When it comes to later figures, the urge to knock them (literally or figuratively) off their pedestals is even more problematic. Neither Woodrow Wilson nor Teddy Roosevelt owned slaves, of course, and both advocated policies progressive by the standard of their era. Yes, Wilson was a racist, and Roosevelt advocated policies which many today view as colonialist. But once you begin dishonoring leaders of the past because of differences with their opinions on issues of their day, there is no obvious stopping point.
So how do we understand our national heroes’ ownership of slaves, or their devotion to racism or its offshoots? Americans must understand what Jews have always understood. Human beings are inherently flawed; perfection is not a realistic aspiration. The founders of our country were men of their times, and they behaved like men of their times. Had they sought to behave as we would expect twenty-first century men to behave, their contemporaries would probably have considered them delusional, and they surely would not have achieved what they did: the articulation of the fundamental principles on which later generations have built a stable — and so far enduring — democracy.
While Jews cannot condone chattel slavery, we have good reason to remember our country’s founders with gratitude and admiration.

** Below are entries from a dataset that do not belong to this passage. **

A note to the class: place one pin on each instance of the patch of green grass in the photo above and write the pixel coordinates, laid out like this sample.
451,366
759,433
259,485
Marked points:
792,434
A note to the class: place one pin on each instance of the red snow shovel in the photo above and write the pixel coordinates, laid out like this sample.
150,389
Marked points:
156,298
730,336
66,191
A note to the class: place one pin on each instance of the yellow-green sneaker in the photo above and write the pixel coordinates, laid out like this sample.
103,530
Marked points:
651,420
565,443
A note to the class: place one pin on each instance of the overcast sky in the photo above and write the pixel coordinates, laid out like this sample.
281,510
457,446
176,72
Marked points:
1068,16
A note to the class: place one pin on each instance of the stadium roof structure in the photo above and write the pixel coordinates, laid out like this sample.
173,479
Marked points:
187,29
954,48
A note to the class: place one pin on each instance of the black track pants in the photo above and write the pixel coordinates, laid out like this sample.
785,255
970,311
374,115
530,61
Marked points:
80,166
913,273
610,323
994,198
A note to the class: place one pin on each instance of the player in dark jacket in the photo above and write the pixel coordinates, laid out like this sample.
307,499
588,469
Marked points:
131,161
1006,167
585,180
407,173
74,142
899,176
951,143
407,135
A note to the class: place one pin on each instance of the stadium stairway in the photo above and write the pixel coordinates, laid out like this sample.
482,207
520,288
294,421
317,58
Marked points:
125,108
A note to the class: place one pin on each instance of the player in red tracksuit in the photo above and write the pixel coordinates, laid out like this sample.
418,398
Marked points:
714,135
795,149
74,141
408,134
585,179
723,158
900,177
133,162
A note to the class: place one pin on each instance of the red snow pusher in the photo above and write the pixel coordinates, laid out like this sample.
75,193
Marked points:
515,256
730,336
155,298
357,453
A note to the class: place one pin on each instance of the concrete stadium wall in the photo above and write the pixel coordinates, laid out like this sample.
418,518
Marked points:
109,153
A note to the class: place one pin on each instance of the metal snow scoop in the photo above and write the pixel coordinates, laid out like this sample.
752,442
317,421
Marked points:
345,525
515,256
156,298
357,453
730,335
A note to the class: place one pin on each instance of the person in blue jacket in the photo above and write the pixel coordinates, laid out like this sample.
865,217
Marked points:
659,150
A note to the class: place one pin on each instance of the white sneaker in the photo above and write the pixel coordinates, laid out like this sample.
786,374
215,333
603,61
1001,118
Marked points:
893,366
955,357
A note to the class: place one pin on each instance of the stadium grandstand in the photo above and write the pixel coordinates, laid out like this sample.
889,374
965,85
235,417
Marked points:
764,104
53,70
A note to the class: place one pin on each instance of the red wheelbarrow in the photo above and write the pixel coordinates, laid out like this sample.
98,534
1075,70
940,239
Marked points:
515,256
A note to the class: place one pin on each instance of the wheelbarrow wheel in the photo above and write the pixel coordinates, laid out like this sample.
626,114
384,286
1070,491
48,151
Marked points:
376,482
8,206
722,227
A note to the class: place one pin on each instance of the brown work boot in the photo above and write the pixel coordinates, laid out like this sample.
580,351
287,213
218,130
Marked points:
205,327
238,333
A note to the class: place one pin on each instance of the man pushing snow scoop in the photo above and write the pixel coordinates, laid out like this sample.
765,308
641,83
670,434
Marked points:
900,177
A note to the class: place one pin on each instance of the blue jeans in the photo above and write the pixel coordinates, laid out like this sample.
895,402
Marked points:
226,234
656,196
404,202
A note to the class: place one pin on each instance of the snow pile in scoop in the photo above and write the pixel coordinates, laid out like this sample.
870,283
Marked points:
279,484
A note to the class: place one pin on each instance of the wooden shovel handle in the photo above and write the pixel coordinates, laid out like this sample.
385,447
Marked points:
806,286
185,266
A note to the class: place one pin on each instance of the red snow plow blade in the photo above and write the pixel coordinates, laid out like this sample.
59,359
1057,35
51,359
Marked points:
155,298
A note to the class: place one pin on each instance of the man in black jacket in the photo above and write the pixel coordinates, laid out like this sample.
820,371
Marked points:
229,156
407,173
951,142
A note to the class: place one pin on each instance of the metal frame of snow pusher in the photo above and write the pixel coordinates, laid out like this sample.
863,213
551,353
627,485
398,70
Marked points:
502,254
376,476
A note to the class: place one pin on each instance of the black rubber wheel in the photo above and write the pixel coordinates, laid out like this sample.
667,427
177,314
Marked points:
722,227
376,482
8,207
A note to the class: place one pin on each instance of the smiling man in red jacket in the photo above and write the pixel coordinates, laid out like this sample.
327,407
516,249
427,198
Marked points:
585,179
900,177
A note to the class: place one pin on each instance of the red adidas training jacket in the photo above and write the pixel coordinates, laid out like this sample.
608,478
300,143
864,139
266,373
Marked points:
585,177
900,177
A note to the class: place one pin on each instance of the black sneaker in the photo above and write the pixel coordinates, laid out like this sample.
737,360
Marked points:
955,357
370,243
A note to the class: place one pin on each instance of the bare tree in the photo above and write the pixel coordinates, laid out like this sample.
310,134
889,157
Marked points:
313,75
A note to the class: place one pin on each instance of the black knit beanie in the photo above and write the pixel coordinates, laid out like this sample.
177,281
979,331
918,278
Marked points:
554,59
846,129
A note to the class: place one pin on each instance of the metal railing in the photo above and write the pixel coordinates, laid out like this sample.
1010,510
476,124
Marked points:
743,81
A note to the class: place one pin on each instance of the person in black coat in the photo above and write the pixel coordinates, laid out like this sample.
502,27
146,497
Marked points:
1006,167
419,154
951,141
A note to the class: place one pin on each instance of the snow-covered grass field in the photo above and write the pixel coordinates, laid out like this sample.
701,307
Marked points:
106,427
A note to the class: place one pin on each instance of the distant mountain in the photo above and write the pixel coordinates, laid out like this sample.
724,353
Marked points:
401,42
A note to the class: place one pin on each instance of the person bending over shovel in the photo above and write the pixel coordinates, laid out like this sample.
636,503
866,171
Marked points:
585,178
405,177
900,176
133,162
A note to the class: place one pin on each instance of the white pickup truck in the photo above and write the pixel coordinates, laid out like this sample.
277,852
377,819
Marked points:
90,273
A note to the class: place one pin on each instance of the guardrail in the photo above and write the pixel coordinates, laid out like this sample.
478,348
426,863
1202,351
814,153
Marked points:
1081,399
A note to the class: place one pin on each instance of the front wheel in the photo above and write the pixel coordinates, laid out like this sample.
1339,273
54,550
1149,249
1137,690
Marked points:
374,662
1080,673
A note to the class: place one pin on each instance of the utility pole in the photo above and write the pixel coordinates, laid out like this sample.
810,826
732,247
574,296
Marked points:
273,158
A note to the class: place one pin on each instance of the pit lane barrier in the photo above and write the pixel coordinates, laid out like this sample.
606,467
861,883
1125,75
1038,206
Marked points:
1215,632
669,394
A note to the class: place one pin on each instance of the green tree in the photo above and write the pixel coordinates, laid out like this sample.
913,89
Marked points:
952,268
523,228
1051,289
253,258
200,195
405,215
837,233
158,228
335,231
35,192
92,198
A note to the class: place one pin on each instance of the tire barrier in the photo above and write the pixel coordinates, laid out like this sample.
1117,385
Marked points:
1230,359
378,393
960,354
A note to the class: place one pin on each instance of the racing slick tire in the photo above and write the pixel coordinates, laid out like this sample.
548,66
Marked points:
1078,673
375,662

The primary reason that Jews and Judaism have thrived in America is that the equality of all regardless of religion has been built into our national DNA. Article VI, Section 3, of the Constitution provides that “no religious Test shall ever be required as a Qualification to any Office or public Trust under the United States.” The First Amendment (incorporated in the Bill of Rights), prohibits any law “respecting an establishment of religion or prohibiting the free exercise thereof”. These provisions were confirmed by President Washington in his letter to the Hebrew Congregation of Newport, R.I.:
For happily the Government of the United States gives to bigotry no sanction, to persecution no assistance, requires only that they who live under its protection should demean themselves as good citizens, in giving it on all occasions their effectual support.
Perhaps more than any other community, Jews have learned from experience what it means to live as (barely tolerated) strangers. We know the difference between living under oppression and living as citizens in a free society. We owe America a debt of gratitude.
How then should we react to those Americans whose historical — and indeed contemporary– experience has been less positive? We must acknowledge the reality of their grievances and join with them to make America conform to its own founding principles. We must strive to make America better while realizing that no country or other human institution can be perfect. What we cannot do is to succumb to the temptation of ingratitude. We must acknowledge the historical experiences of others — but not at the price of forgetting our own.